Patient Experience
My 82-year-old father, Ahmet, was admitted to Acibadem Kartal with severe dehydration and confusion after a heatwave. Dr. Demirbaş didn't just treat the numbers on his chart—she sat with him, speaking slowly in Turkish, holding his hand when he was frightened. She noticed a slight tremor others had missed and ordered specific tests that revealed a thyroid issue complicating his recovery. Her coordination with the cardiology team was seamless. She visited him twice daily, even on Sunday, explaining each step to our family with hand-drawn diagrams. She restored not just his fluids, but his dignity. We call her 'meleğimiz'—our angel.
As a 30-year-old expat with unexplained chronic fatigue and joint pain, I'd seen five doctors across two countries. Dr. Demirbaş was my last resort. In her office, she conducted a 45-minute systemic review I'd never experienced, connecting dots between my childhood tonsillectomy, a recent camping trip, and a skin rash I'd dismissed. She ordered a very specific panel for autoimmune and tick-borne diseases, suspecting something niche. Her diagnosis of Lyme disease with autoimmune crossover was correct. Her treatment plan was rigorous but compassionate, with weekly check-ins via the hospital portal. She didn't just find the needle in the haystack; she showed me the haystack I didn't know existed.

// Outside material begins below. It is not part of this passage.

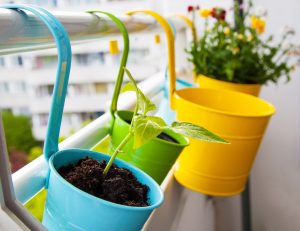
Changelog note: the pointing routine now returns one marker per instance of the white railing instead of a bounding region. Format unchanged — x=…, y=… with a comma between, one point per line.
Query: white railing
x=29, y=180
x=82, y=27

Our 7-year-old daughter, Elif, developed a high fever and a mysterious abdominal pain that local clinics dismissed as 'a virus.' We rushed to Acibadem Kartal's ER at midnight. Dr. Demirbaş, who was on call, had a calm intensity. She examined Elif with such gentleness, earning her trust by showing her the stethoscope light. While others focused on appendicitis, Dr. Demirbaş questioned the pattern of pain and a faint rash. She suspected Henoch-Schönlein purpura, a rare vascular inflammation in children, and admitted her for observation. She was right. Her ability to pivot from common to rare diagnoses in a frightened child, while making her laugh with cartoon bandages, was a masterclass in holistic internal medicine.
I'm a 45-year-old chef who needed a routine executive health check before a work visa. I expected a quick in-and-out. Dr. Demirbaş reviewed my lifestyle with forensic detail—my long hours, irregular meals, and family history. During the physical, she palpated my abdomen and paused, asking about bloating. I'd normalized it. She insisted on a fecal occult blood test and a colonoscopy referral, over my objections about my age. They found and removed three precancerous polyps. She didn't just check boxes; she listened to the silence between my answers. She turned a bureaucratic necessity into a life-saving intervention with a persistence that felt, in retrospect, like a fierce kind of care.